Attorno al Lucone sono stati individuati vari abitati, occupati tra il 2200 – 1300 a.C. circa. La zona D, oggetto delle indagini in corso, presenta invece due fasi insediative cronologicamente risalenti a un momento iniziale dell’Antica età del Bronzo, in una situazione stratigrafica molto complessa, che ha riconosciuto però che le palafitte a bordo del lago, in questo caso, ebbero circa 70 anni di vita (2034-1967 a.C.), prima che fossero distrutte da un incendio. Come sempre in archeologia, si tratta di una situazione che “sigilla” il sito, anche grazie all’azione conservativa dell’ambiente umido e torboso.
UN SITO ARCHEOLOGICO “SIGILLATO” 4.000 ANNI FA DA FUOCO E ACQUA
Il sito archeologico del Lucone è particolarmente significativo perchè l’incendio ha permesso agli archeologi di recuperare vari elementi utili a capire la pianta dell’insediamento, al di sopra della palificazione tra riva e acqua delle palafitte vere e proprie. Travi e assi, addirittura una porta (forse la più antica d’Italia) con tanto di alloggiamento per i paletti di chiusura, oggetti di uso quotidiano, dalle gerle alla tipologie di ceramiche, con depositi molto ricchi. Il vero tesoro tra i ritrovamenti archeologici è però rappresentato dal legno e altri reperti organici, specialmente per una serie di utensili piuttosto varia: punteruoli, manici, falcetti, oggetti forse simbolici. Oltre ai resti dei prodotti conservati nel vasellame al momento dell’incendio: utilissime per l’archeobotanica le spighe dei cereali che alimentavano gli abitanti del villaggio e le ossa degli animali studiati dagli archeozoologi per ottenere un quadro delle attività di allevamento e, in generale, delle strategie di sopravvivenza dell’insediamento.
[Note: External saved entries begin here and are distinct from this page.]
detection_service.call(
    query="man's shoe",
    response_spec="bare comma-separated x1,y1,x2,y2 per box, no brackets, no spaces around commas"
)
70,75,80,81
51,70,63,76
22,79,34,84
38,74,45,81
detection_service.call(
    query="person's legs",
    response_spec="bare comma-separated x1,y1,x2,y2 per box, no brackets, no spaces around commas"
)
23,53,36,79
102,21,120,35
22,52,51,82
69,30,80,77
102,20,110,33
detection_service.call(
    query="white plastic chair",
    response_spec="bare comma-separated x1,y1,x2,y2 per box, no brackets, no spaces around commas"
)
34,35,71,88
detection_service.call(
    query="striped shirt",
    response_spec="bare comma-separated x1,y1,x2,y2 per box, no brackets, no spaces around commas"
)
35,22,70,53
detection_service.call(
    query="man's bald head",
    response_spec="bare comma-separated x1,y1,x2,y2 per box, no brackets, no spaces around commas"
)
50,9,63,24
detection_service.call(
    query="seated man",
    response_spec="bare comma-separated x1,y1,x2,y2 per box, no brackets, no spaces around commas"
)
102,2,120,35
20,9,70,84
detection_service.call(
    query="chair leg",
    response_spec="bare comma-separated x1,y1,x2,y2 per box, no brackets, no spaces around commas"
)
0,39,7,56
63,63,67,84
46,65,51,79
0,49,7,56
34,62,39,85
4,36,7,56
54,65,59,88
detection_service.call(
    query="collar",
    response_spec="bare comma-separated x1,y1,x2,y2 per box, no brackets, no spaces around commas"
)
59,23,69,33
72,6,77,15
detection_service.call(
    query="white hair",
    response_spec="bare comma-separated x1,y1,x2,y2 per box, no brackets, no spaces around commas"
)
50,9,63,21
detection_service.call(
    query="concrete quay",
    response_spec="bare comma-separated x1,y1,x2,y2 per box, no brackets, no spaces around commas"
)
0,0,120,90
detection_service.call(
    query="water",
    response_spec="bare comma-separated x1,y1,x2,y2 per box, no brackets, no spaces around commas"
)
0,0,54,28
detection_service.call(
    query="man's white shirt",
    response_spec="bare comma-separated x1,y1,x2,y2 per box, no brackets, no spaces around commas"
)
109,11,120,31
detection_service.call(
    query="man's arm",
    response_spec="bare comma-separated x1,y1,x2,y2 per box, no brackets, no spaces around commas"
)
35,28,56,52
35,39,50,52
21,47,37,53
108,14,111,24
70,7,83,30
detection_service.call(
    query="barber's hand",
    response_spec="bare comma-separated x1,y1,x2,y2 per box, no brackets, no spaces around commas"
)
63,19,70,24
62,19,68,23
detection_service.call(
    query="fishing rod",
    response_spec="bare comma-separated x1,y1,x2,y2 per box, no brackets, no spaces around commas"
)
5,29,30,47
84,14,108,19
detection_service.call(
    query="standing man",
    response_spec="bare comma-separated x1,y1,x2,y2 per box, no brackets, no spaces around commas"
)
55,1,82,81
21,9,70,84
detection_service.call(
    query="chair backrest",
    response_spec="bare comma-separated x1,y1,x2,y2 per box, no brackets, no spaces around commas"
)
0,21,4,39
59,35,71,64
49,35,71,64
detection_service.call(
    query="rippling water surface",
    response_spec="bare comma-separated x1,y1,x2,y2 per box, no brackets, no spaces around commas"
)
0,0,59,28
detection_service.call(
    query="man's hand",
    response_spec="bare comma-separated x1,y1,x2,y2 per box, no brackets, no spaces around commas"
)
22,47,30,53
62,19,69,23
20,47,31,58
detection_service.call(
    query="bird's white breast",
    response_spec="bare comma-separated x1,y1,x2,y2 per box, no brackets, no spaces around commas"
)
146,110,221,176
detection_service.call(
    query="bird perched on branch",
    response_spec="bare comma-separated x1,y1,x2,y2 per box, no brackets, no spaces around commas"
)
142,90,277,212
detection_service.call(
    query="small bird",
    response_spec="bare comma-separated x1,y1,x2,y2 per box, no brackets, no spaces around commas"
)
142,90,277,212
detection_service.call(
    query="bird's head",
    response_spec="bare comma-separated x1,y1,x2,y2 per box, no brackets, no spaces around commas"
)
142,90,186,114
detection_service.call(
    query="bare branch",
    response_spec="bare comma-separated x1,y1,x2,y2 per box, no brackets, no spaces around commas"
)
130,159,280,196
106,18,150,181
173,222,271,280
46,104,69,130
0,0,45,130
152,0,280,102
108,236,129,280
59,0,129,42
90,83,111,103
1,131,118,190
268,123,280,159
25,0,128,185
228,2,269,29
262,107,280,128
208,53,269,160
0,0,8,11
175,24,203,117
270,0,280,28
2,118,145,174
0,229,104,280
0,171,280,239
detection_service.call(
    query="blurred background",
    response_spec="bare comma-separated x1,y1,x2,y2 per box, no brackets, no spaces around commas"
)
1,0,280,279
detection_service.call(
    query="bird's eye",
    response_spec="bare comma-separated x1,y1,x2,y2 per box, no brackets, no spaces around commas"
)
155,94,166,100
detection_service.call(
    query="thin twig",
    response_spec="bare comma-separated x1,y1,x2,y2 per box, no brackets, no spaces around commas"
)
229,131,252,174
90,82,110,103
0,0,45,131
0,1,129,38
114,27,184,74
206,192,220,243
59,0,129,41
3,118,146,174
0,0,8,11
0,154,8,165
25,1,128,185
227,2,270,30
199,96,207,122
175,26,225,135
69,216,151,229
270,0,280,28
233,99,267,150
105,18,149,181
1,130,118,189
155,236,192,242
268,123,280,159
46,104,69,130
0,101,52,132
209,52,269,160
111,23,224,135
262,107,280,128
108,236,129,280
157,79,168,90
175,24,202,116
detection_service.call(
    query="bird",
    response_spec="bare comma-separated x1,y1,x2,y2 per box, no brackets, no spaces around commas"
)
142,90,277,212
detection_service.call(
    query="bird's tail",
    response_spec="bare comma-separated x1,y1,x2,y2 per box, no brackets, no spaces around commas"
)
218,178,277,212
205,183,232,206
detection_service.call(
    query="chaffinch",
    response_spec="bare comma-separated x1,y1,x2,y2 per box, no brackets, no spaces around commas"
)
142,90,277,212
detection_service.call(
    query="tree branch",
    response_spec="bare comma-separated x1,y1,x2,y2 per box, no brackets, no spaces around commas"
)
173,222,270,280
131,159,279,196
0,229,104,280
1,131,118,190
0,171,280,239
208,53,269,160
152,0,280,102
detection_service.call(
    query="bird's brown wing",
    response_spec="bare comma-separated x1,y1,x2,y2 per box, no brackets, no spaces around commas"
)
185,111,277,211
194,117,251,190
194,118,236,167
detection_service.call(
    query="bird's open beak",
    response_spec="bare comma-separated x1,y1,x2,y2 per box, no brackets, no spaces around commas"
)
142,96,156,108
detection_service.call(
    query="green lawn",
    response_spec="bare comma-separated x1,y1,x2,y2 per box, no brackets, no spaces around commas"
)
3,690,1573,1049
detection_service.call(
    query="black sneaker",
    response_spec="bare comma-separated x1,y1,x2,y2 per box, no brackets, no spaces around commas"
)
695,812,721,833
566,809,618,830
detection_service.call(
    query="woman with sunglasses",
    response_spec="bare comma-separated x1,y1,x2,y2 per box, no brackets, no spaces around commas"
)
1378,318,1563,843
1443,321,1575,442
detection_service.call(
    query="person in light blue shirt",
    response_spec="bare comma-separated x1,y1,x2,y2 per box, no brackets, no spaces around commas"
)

UN COMPORTAMENTO VIRTUOSO VERSO IL PUBBLICO
Durante la campagna di scavo il sito è sempre visitabile, grazie alla filosofia dei ricercatori, che hanno come virtuoso obiettivo quello di legare l’archeologia al territorio, con particolare attenzione ai giovani e ai bambini. Un esempio nei confronti di chi, come filosofia, “nasconde” il più possibile la ricerca archeologica, relegandola a pubblicazioni spesso tardive e slegate dal contesto territoriale su cui insiste. Che, tra l’altro, è una bellissima campagna che valorizza enormemente la visita al sito stesso.
Lo scavo al Lucone è gestito dal Museo Archeologico della Valle Sabbia (qui il link) in concessione ministeriale da parte del Ministero della Cultura dal 2007 ed è stato sostenuto finanziariamente negli anni dai Comuni di Polpenazze del Garda e di Gavardo, dalla Fondazione “Piero Simoni” – Museo Archeologico della Valle Sabbia – Gavardo e da Regione Lombardia.
Lo scavo si avvale di numerosi archeologi professionisti e della collaborazione di enti di ricerca e laboratori italiani.